Neither the development nor the stability of the surface polarity in 8-cell blastomeres was blocked by any treatment and only the use of CCD in combination with nocodazole affected the incidence of surface polarity appreciably. However, with some treatments, the form and position of the surface poles were modified. In the presence of micro tubule inhibitors surface poles extended over a larger area of the cell surface, while exposure to CCD led to poles that were not opposite to the contact point between cells. In contrast to surface polarity, the development of cytoplasmic polarity was suppressed by both micro tubule- and microfilament-inhibiting drugs, which also reversed it rapidly.
In polar 16-cell blastomeres surface polarity was influenced in a similar manner to that of 8-cell blastomeres, only the combined use of cytochalasin D and nocodazole having any major effect. Polarization of clathrin in polar 16-cell blastomeres was inhibited almost completely by all drug treatments applied including cytochalasin D. The focal concentration of lysosomal antigen that occurs during the 16-cell stage was reduced only in the continuous presence of nocodazole plus cytochalasin D, but once established was not reversed appreciably by any drug.

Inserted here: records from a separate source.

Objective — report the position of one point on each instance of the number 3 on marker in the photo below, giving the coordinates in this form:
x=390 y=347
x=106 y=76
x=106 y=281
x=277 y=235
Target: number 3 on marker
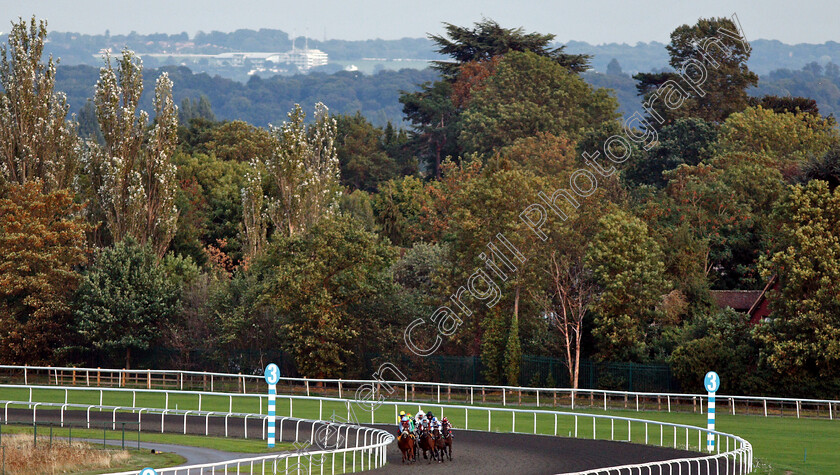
x=272 y=374
x=712 y=382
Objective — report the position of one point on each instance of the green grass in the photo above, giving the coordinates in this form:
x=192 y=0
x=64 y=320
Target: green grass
x=779 y=443
x=248 y=446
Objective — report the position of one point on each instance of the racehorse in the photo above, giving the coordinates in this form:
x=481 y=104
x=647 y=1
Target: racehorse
x=406 y=444
x=447 y=440
x=440 y=445
x=427 y=444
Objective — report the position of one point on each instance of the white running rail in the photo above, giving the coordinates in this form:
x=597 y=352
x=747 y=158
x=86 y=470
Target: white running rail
x=425 y=391
x=368 y=453
x=733 y=453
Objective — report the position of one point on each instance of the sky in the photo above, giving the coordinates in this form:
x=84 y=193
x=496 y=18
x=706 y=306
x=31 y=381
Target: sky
x=593 y=21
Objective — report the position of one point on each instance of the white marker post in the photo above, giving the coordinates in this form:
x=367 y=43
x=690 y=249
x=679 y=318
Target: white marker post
x=712 y=384
x=272 y=376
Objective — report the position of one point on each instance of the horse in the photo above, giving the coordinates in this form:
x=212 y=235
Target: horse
x=447 y=440
x=427 y=444
x=406 y=444
x=440 y=445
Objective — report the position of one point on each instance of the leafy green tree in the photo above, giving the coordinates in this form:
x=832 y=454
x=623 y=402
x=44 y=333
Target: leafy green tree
x=36 y=139
x=398 y=208
x=687 y=141
x=801 y=340
x=513 y=354
x=529 y=94
x=725 y=85
x=235 y=141
x=124 y=299
x=210 y=204
x=721 y=341
x=628 y=266
x=431 y=110
x=434 y=121
x=779 y=140
x=488 y=39
x=314 y=277
x=41 y=244
x=192 y=109
x=361 y=156
x=825 y=167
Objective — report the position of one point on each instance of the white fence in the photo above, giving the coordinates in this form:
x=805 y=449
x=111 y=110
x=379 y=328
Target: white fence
x=733 y=454
x=370 y=443
x=422 y=391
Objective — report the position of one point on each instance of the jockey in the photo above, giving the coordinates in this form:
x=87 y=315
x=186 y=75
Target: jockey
x=424 y=422
x=410 y=424
x=402 y=423
x=418 y=419
x=445 y=422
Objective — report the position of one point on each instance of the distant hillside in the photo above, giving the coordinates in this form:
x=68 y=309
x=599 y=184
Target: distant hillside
x=75 y=48
x=264 y=101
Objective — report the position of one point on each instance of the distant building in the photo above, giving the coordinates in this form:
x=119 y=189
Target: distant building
x=304 y=59
x=751 y=302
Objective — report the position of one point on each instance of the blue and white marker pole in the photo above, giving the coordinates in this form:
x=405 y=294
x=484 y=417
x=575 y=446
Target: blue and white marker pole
x=272 y=376
x=712 y=384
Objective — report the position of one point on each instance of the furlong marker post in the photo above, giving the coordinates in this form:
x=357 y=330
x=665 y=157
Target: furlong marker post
x=272 y=376
x=712 y=384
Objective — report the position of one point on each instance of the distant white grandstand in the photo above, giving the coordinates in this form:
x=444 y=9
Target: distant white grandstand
x=304 y=59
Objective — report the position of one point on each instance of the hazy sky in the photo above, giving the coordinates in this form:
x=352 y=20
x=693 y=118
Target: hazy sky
x=594 y=21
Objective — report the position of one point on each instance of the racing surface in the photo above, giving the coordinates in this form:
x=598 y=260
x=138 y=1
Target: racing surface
x=473 y=452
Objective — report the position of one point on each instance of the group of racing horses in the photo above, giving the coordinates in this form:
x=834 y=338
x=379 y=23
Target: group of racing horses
x=438 y=441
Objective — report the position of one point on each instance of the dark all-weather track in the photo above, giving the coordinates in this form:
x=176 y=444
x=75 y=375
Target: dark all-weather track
x=473 y=452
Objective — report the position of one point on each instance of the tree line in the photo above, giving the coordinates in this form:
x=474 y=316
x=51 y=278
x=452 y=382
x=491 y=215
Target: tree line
x=326 y=235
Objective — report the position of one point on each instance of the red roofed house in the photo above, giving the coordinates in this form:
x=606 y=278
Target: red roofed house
x=752 y=302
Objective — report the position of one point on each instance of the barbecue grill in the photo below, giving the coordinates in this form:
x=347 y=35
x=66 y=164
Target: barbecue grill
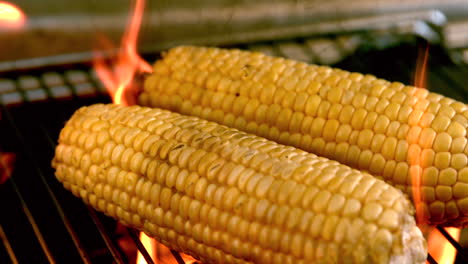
x=42 y=222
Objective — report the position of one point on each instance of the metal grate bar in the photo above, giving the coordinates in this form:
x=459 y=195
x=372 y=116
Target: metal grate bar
x=84 y=256
x=134 y=235
x=32 y=222
x=115 y=252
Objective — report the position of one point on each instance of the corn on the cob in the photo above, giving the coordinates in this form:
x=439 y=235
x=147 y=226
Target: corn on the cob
x=390 y=130
x=225 y=196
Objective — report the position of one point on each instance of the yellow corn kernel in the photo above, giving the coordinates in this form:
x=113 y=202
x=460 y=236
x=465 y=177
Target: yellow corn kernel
x=375 y=111
x=225 y=196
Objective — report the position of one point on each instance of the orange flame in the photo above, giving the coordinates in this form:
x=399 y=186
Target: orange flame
x=119 y=75
x=414 y=151
x=11 y=16
x=438 y=246
x=150 y=245
x=7 y=160
x=159 y=253
x=441 y=250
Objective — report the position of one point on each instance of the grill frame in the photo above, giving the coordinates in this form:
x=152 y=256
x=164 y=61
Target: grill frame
x=83 y=88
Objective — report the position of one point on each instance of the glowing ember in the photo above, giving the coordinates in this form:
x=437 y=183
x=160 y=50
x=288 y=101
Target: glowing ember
x=11 y=16
x=118 y=75
x=7 y=161
x=440 y=249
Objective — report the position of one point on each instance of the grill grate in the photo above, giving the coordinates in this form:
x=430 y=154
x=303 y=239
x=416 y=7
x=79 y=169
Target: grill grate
x=45 y=223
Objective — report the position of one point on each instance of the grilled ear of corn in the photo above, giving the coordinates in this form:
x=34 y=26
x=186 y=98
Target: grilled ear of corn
x=225 y=196
x=399 y=133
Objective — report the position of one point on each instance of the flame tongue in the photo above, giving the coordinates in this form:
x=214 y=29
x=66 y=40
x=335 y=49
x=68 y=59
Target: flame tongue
x=119 y=75
x=11 y=16
x=438 y=246
x=7 y=160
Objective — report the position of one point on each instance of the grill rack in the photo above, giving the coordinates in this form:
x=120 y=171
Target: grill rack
x=31 y=98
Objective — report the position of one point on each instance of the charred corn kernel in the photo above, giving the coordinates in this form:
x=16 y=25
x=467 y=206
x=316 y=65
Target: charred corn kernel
x=225 y=196
x=311 y=107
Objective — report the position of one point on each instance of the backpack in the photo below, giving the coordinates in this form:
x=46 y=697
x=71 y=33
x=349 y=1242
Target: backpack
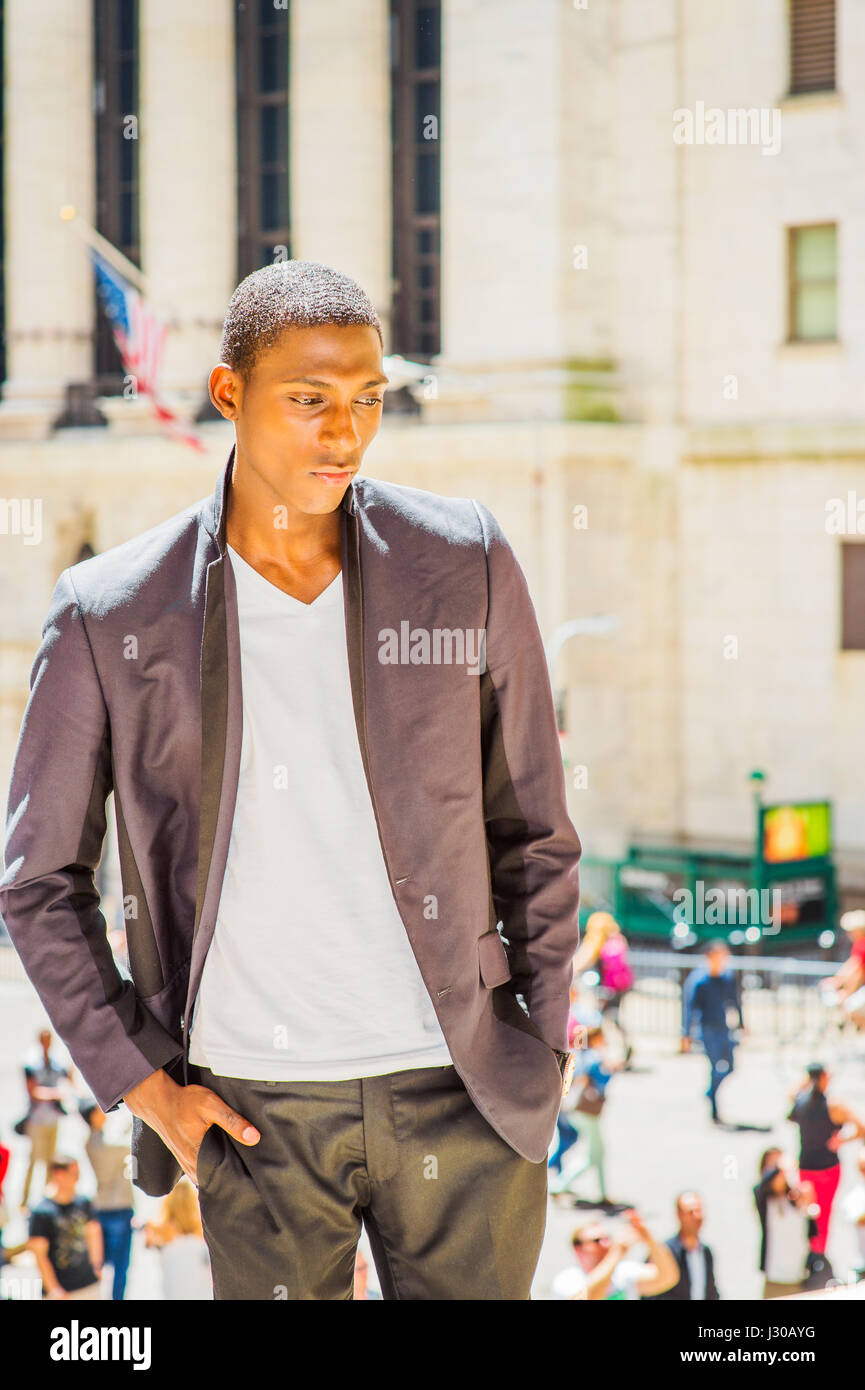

However, the localization of the lysosomal antigen to the basal region of polarized cells did not seem to occur in the presence of any drug. The dissociation of surface and cytoplasmic polarity revealed in these experiments leads us to conclude that either (1) surface polarity is a prerequisite for the organization of cytoplasmic polarity, and mediates the latter via the cytoskeleton, or (2) surface and cytoplasmic polarity develop by parallel but separate mechanisms.